SkilLab framework
Train-the-Trainer Loop: design cascade to scale a formative program (SEBRAE-MT case)
Master design · Trainer cohort · Local roll-out · Feedback loop
Train-the-Trainer Loop is a SkilLab framework with four tiers (master design at the top, facilitator cohort, local roll-out, participants at the base) with feedback loops bubbling up to preserve fidelity as the program scales. Without the feedback loop, the cascade becomes a game of telephone.
The four tiers and the loop
Tier 1 · Master design. An instructional designer (or duo) designs the program: structure, materials, exercises, evaluation criteria, standard debrief. This layer is expensive and dense.
Tier 2 · Trainer cohort. 15–30 facilitators certified in a formal 3–5-day training. Certification covers format and criteria, not only content: the trainer learns to react to the same participant the same way the master designer would.
Tier 3 · Local roll-out. Trainers run regional cohorts with fidelity to the master design. Local adaptation lives in contextual examples, not in the structure.
Tier 4 · Participants. Hundreds to thousands of people go through the program without redesigning for each cohort.
Feedback loop. The most frequently forgotten layer. Participants generate data that flows back to trainers; trainers generate data that flows back to the master designer. Without it, the program quietly decays in 18 months.
How to apply
Train-the-Trainer Loop demands concentrated investment in Tier 1 (master design) and continuous discipline in the feedback loop. Companies that cut cost on the master design and give the trainer total freedom discover in 2 years that they run ten different programs, not one program in ten places.

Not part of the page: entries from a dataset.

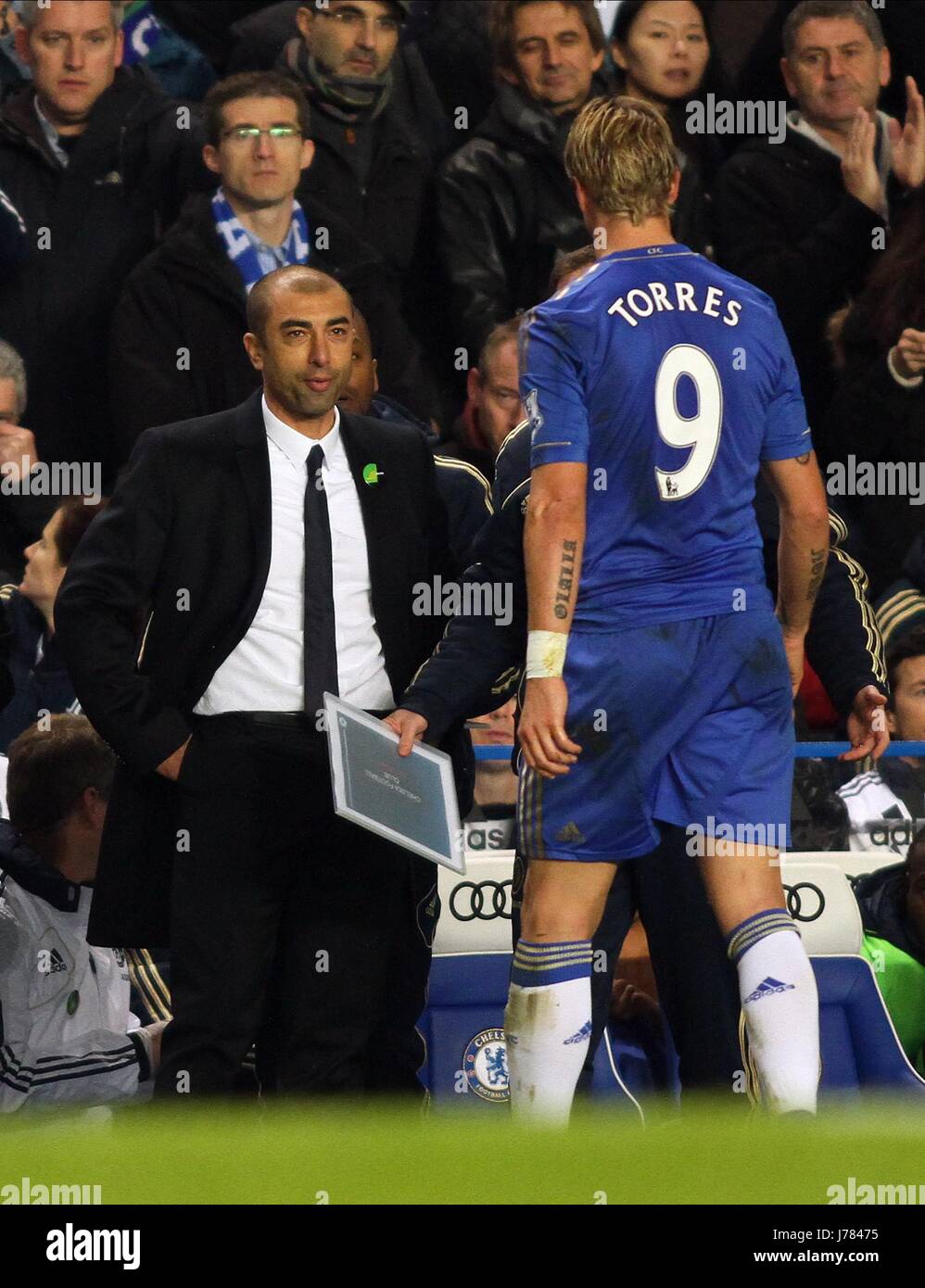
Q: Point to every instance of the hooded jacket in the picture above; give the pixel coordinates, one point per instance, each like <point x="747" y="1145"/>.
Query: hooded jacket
<point x="66" y="1027"/>
<point x="122" y="187"/>
<point x="897" y="954"/>
<point x="177" y="339"/>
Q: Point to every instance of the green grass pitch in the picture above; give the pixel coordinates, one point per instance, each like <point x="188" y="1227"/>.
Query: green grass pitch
<point x="383" y="1155"/>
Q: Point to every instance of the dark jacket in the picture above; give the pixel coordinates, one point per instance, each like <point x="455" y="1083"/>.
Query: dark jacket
<point x="464" y="489"/>
<point x="208" y="26"/>
<point x="505" y="207"/>
<point x="475" y="654"/>
<point x="872" y="418"/>
<point x="392" y="205"/>
<point x="35" y="663"/>
<point x="124" y="184"/>
<point x="188" y="296"/>
<point x="785" y="221"/>
<point x="192" y="511"/>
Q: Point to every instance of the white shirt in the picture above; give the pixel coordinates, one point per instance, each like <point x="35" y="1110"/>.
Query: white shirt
<point x="264" y="670"/>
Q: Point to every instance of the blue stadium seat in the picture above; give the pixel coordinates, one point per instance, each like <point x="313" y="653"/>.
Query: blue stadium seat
<point x="466" y="1057"/>
<point x="859" y="1046"/>
<point x="464" y="1021"/>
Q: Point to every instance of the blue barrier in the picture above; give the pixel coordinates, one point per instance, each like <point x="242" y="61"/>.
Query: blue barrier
<point x="822" y="750"/>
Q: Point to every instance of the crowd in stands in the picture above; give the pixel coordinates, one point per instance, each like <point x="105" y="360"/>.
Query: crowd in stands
<point x="158" y="158"/>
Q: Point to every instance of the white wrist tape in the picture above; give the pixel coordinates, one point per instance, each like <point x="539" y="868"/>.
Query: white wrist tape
<point x="545" y="654"/>
<point x="906" y="382"/>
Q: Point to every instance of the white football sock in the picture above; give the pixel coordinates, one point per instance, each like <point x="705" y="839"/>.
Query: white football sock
<point x="781" y="1009"/>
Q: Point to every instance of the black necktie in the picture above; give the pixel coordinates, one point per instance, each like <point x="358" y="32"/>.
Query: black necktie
<point x="320" y="657"/>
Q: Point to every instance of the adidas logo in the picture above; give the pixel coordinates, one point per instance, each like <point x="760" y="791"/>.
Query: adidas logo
<point x="767" y="987"/>
<point x="50" y="961"/>
<point x="581" y="1036"/>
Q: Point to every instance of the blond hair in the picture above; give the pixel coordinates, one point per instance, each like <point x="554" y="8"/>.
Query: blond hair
<point x="621" y="152"/>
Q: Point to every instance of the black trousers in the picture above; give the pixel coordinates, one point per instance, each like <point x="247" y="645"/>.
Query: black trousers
<point x="697" y="983"/>
<point x="291" y="928"/>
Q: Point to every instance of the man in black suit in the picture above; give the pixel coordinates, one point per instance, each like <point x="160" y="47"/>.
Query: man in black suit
<point x="286" y="922"/>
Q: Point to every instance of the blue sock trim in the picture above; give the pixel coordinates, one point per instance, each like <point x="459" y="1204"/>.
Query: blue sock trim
<point x="754" y="928"/>
<point x="539" y="965"/>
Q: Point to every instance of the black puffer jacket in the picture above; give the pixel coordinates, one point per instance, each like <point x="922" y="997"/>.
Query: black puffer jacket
<point x="785" y="221"/>
<point x="125" y="183"/>
<point x="875" y="419"/>
<point x="188" y="296"/>
<point x="505" y="207"/>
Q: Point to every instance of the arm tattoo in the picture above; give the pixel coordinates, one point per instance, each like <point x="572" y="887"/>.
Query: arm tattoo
<point x="565" y="576"/>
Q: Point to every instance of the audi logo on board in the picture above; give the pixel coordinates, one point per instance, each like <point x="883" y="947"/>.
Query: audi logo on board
<point x="481" y="901"/>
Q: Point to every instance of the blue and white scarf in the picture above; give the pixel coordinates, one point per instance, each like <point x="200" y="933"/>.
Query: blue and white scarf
<point x="243" y="246"/>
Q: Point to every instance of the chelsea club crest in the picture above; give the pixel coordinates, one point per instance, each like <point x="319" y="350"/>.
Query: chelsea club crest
<point x="485" y="1064"/>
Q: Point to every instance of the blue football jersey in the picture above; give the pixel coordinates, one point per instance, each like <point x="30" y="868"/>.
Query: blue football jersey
<point x="671" y="380"/>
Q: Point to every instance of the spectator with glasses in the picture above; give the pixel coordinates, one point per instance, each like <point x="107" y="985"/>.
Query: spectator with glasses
<point x="177" y="347"/>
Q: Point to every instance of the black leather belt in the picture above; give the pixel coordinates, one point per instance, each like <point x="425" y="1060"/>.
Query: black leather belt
<point x="278" y="719"/>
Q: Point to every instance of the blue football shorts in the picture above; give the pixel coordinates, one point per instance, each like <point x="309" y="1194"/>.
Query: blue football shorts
<point x="687" y="723"/>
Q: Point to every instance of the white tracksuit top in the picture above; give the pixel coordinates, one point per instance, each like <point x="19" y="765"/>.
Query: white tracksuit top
<point x="65" y="1017"/>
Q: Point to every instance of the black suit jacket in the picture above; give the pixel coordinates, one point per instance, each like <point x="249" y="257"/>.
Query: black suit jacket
<point x="187" y="540"/>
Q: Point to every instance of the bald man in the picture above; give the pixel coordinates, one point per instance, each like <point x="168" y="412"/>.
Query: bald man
<point x="271" y="567"/>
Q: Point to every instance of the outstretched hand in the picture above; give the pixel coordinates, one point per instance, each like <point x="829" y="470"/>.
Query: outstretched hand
<point x="868" y="726"/>
<point x="547" y="747"/>
<point x="410" y="728"/>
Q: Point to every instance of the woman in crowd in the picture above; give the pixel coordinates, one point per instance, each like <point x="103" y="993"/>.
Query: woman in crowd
<point x="661" y="49"/>
<point x="42" y="684"/>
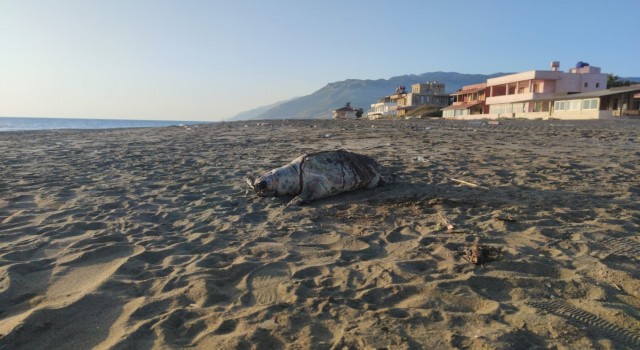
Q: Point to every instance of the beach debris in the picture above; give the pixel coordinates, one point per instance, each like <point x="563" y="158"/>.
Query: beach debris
<point x="447" y="224"/>
<point x="319" y="175"/>
<point x="481" y="254"/>
<point x="420" y="159"/>
<point x="471" y="184"/>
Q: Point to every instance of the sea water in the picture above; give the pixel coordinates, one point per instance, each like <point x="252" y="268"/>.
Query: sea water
<point x="17" y="124"/>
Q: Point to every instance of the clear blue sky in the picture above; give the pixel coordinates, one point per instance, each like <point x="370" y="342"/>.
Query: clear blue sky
<point x="208" y="60"/>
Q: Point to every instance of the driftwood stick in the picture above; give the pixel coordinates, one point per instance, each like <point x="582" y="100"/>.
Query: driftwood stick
<point x="468" y="183"/>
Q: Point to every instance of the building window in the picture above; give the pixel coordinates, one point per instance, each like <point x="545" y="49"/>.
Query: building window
<point x="590" y="103"/>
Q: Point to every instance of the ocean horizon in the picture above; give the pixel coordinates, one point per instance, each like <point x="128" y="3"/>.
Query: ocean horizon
<point x="31" y="124"/>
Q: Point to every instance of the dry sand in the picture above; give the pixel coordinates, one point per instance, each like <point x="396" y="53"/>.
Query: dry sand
<point x="148" y="238"/>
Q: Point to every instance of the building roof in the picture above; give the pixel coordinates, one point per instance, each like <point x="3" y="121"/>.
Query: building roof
<point x="469" y="91"/>
<point x="462" y="106"/>
<point x="599" y="93"/>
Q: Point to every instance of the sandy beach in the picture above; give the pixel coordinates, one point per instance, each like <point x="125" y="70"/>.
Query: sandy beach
<point x="150" y="238"/>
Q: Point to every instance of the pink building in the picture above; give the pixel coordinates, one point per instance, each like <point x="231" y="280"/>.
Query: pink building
<point x="530" y="94"/>
<point x="580" y="93"/>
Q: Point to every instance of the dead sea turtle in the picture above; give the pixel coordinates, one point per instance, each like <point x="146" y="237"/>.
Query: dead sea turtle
<point x="319" y="175"/>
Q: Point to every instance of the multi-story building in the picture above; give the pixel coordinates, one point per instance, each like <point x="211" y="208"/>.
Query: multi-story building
<point x="580" y="93"/>
<point x="346" y="112"/>
<point x="531" y="92"/>
<point x="470" y="100"/>
<point x="384" y="108"/>
<point x="431" y="94"/>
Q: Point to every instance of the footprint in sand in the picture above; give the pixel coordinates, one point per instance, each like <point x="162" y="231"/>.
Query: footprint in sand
<point x="69" y="281"/>
<point x="266" y="285"/>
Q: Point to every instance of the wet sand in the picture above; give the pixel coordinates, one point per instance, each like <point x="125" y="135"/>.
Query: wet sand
<point x="150" y="238"/>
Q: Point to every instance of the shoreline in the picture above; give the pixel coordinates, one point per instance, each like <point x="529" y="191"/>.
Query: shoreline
<point x="134" y="238"/>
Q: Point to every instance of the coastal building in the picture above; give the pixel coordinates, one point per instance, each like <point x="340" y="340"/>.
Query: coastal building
<point x="346" y="112"/>
<point x="580" y="93"/>
<point x="531" y="92"/>
<point x="470" y="100"/>
<point x="384" y="108"/>
<point x="425" y="94"/>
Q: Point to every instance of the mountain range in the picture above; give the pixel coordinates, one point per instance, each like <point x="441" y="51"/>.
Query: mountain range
<point x="360" y="93"/>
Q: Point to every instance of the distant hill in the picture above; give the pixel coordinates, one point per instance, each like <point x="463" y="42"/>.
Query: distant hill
<point x="361" y="94"/>
<point x="256" y="112"/>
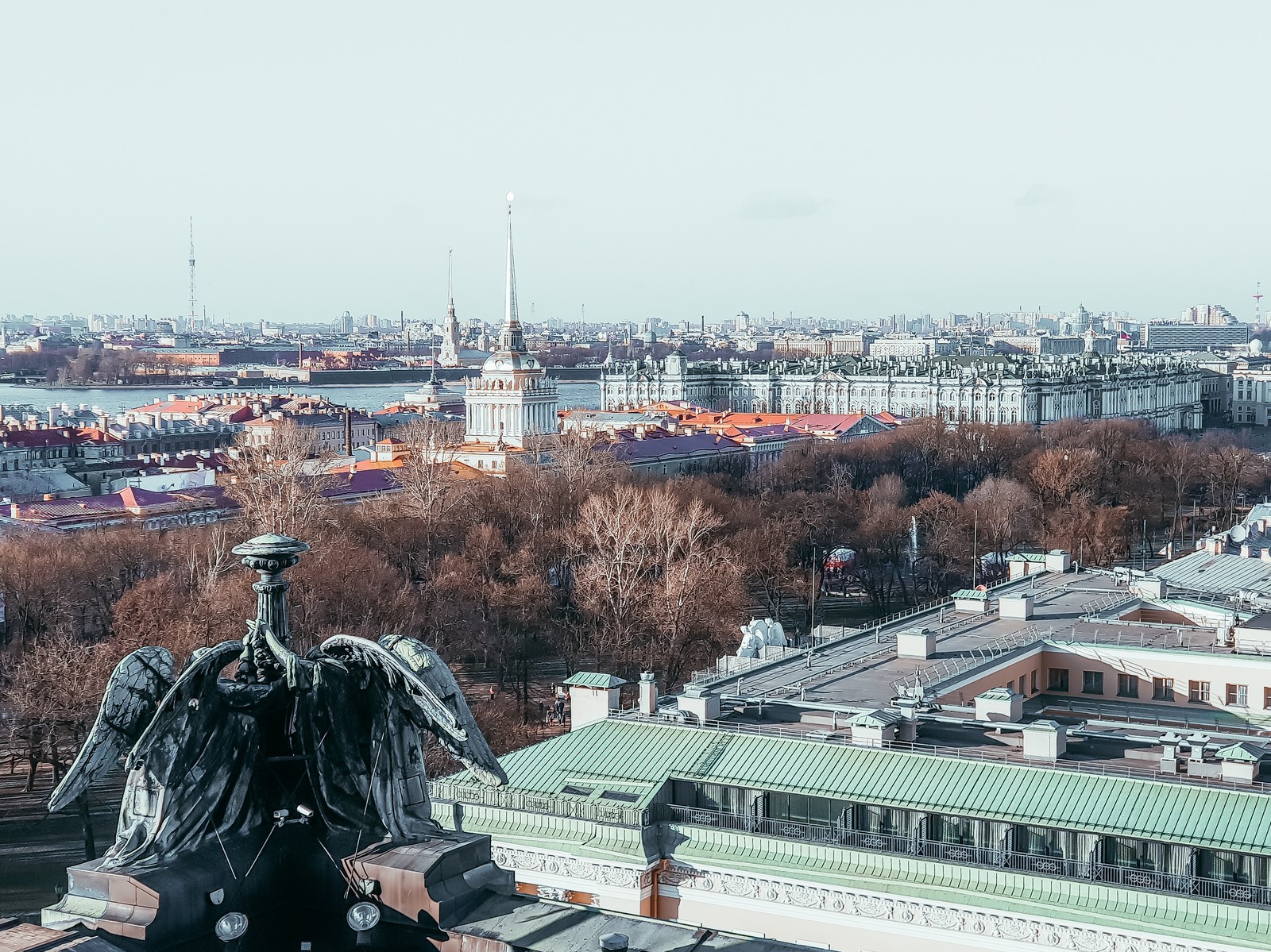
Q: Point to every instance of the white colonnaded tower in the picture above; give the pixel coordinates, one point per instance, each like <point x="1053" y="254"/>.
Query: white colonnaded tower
<point x="514" y="399"/>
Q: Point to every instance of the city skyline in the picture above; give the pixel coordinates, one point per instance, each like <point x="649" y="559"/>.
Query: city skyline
<point x="844" y="163"/>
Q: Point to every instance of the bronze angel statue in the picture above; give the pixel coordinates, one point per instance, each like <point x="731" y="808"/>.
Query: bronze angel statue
<point x="341" y="730"/>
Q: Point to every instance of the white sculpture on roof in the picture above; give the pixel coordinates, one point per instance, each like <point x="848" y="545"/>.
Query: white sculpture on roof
<point x="755" y="636"/>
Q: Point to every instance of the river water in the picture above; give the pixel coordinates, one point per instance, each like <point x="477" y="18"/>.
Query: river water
<point x="369" y="397"/>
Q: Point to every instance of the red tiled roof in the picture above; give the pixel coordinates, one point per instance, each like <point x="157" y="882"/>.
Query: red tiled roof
<point x="178" y="406"/>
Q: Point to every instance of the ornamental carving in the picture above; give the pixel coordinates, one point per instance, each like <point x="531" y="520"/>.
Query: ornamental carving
<point x="1040" y="932"/>
<point x="574" y="867"/>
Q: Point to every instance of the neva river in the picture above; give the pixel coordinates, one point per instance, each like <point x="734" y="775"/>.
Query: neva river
<point x="369" y="397"/>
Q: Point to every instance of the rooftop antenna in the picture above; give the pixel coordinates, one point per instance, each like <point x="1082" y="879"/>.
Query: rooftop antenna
<point x="192" y="310"/>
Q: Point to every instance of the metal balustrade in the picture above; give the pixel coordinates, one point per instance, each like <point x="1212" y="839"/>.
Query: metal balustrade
<point x="970" y="854"/>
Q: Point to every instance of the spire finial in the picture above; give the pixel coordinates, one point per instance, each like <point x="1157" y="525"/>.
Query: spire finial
<point x="512" y="338"/>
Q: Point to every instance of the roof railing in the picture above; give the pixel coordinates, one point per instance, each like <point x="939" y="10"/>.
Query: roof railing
<point x="1006" y="755"/>
<point x="969" y="854"/>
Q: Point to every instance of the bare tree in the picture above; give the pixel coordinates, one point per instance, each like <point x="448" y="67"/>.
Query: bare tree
<point x="426" y="478"/>
<point x="280" y="480"/>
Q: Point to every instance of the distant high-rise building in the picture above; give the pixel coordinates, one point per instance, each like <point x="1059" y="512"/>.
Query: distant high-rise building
<point x="1195" y="337"/>
<point x="1207" y="314"/>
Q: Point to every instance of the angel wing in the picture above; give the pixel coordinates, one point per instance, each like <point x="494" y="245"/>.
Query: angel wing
<point x="455" y="735"/>
<point x="429" y="668"/>
<point x="203" y="664"/>
<point x="133" y="696"/>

Cases that apply Train-the-Trainer Loop
SEBRAE-MT case study: “Leader of Yourself” + “Communicate Well” bootcamps running in different regions of Mato Grosso with certified facilitators.
Related posts
- REAL, to validate whether each tier meets transfer criteria.
- K4 Operational, for the measurement loop between tiers.
When to use
- Formative program that must run across multiple regions with fidelity.
- Organizations with a capillary base (state SEBRAEs, franchise networks, multinationals).
- When master design is expensive and direct roll-out does not scale.
When NOT to use
- Short executive programs with a single audience.
- When a master facilitator can be present at every cohort.